Scientists may be able to save the critically endangered northern white rhinoceros from extinction, according to stunning new genetic research.
Researchers from the U.K.’s University of Cardiff and the University of Venda in South Africa believe that genes from the less endangered southern white rhino could be used to save its critically endangered northern cousin.
The northern white rhino is teetering on the brink of extinction after decades of poaching for their horns. There are only two Northern White Rhinos left in the world – both of which are female and live at the Ol Pejeta Conservancy in Kenya. The World Wildlife Fund (WWF) notes that both rhinos are protected around the clock by armed guards.
In contrast, as many as 21,000 southern white rhinos exist in protected areas and private game reserves in Africa, according to the WWF. Most of these rhinos are found in South Africa, Namibia, Kenya, and Zimbabwe, it says.
University of Cardiff and University of Venda scientists analyzed genetic samples from 232 rhinos and discovered that, despite the populations of northern and southern white rhinos splitting over a million years ago, they have sometimes shared genes. Researchers say that genes have typically been shared during cold and arid periods, as recently as 14,000 years ago, when African grasslands expanded.
“By looking at the white rhino’s population history we’ve been able to establish that there was contact between northern and southern rhino populations throughout history,” said Dr. Isa-Rita Russo of Cardiff University, in a statement.
Dr. Russo described the research as an exciting find, adding that it may be possible to rescue the northern white rhinos by using southern white rhino genes to create embryos. However, further data is needed to confirm this, she added.

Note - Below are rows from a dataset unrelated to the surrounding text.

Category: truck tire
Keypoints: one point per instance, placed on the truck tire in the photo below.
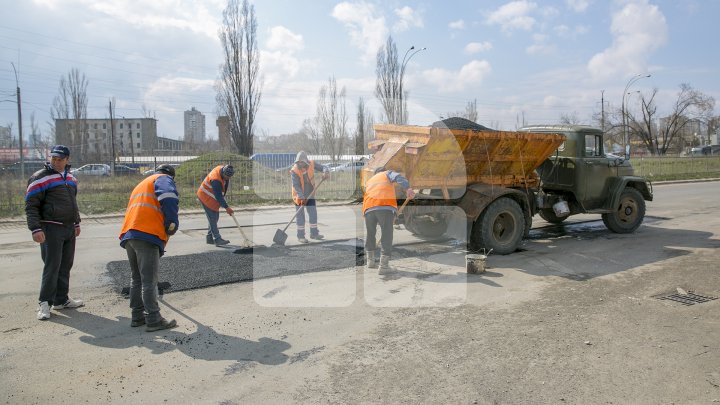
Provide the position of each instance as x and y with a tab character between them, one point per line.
629	213
500	227
548	214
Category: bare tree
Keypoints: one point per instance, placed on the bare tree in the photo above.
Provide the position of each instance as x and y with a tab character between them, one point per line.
332	119
239	86
659	135
71	104
388	84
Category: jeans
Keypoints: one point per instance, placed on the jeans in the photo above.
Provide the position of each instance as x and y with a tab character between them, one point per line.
58	253
144	260
384	218
213	217
311	208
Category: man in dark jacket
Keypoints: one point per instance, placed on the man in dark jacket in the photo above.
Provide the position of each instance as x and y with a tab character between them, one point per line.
54	220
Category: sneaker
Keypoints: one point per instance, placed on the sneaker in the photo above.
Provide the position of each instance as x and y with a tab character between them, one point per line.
44	311
70	303
160	325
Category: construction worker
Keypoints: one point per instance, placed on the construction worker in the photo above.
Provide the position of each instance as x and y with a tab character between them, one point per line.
151	218
211	194
54	220
379	208
302	175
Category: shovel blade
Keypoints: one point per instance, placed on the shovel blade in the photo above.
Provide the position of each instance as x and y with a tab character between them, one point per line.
280	237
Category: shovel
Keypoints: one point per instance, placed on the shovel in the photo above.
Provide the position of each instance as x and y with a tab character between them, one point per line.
280	235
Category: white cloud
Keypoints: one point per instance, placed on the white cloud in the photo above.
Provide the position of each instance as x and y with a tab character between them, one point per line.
578	6
514	15
282	38
471	74
638	29
367	31
475	47
457	25
409	18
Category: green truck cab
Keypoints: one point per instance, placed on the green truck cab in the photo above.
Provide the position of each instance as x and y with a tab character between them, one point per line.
581	178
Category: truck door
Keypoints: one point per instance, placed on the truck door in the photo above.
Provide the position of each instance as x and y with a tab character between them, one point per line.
594	172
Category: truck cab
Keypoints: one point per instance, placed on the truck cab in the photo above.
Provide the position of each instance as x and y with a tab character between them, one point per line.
583	176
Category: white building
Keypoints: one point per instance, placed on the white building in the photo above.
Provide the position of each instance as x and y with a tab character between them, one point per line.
194	127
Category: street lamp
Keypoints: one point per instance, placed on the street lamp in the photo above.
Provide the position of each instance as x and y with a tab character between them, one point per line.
400	114
22	157
625	92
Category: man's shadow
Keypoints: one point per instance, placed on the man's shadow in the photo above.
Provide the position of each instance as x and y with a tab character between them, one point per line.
205	343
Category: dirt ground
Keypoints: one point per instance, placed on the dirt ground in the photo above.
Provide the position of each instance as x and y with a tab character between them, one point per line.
573	318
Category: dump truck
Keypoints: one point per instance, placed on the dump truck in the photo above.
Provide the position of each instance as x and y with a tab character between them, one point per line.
500	180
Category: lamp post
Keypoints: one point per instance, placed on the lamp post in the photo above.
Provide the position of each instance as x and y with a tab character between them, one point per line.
22	156
625	92
400	114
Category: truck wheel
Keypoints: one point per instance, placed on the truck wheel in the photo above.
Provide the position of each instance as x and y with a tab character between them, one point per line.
629	213
500	227
426	227
549	215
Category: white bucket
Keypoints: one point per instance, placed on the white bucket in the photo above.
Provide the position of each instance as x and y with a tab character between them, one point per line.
561	209
475	263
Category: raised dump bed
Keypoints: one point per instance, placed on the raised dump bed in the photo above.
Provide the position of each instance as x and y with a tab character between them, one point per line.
441	158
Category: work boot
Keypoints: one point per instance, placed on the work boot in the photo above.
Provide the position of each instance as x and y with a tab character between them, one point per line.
161	324
384	267
370	259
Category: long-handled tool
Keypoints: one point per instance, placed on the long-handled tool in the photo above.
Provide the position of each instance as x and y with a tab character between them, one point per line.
280	235
248	245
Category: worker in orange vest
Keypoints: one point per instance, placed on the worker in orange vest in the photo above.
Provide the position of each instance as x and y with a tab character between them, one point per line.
211	194
151	218
379	208
302	175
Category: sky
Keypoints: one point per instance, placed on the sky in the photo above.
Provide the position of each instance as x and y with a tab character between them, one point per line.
519	60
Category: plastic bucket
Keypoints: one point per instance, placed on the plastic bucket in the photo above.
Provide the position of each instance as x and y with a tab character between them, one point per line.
475	263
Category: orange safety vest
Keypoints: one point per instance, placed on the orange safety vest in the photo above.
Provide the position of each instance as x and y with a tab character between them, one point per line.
205	193
379	190
311	176
143	212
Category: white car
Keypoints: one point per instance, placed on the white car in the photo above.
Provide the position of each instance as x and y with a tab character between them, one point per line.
93	169
349	167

“It appears that the white rhinoceros is no stranger to low genetic diversity,” said Professor Yoshan Moodley of the University of Venda, in a statement. The white rhino, he added, is one of the few large animals to survive the last ice age.
The scientists’ study is published in the journal Proceedings of the Royal Society B.
Sudan, the world’s last male northern white rhino died earlier this year of “age-related complications.” The 45-year-old rhino was euthanized at the Ol Pejeta Conservancy after he was unable to stand any longer.
In 2017, Sudan was listed as “The Most Eligible Bachelor in the World” on dating app Tinder.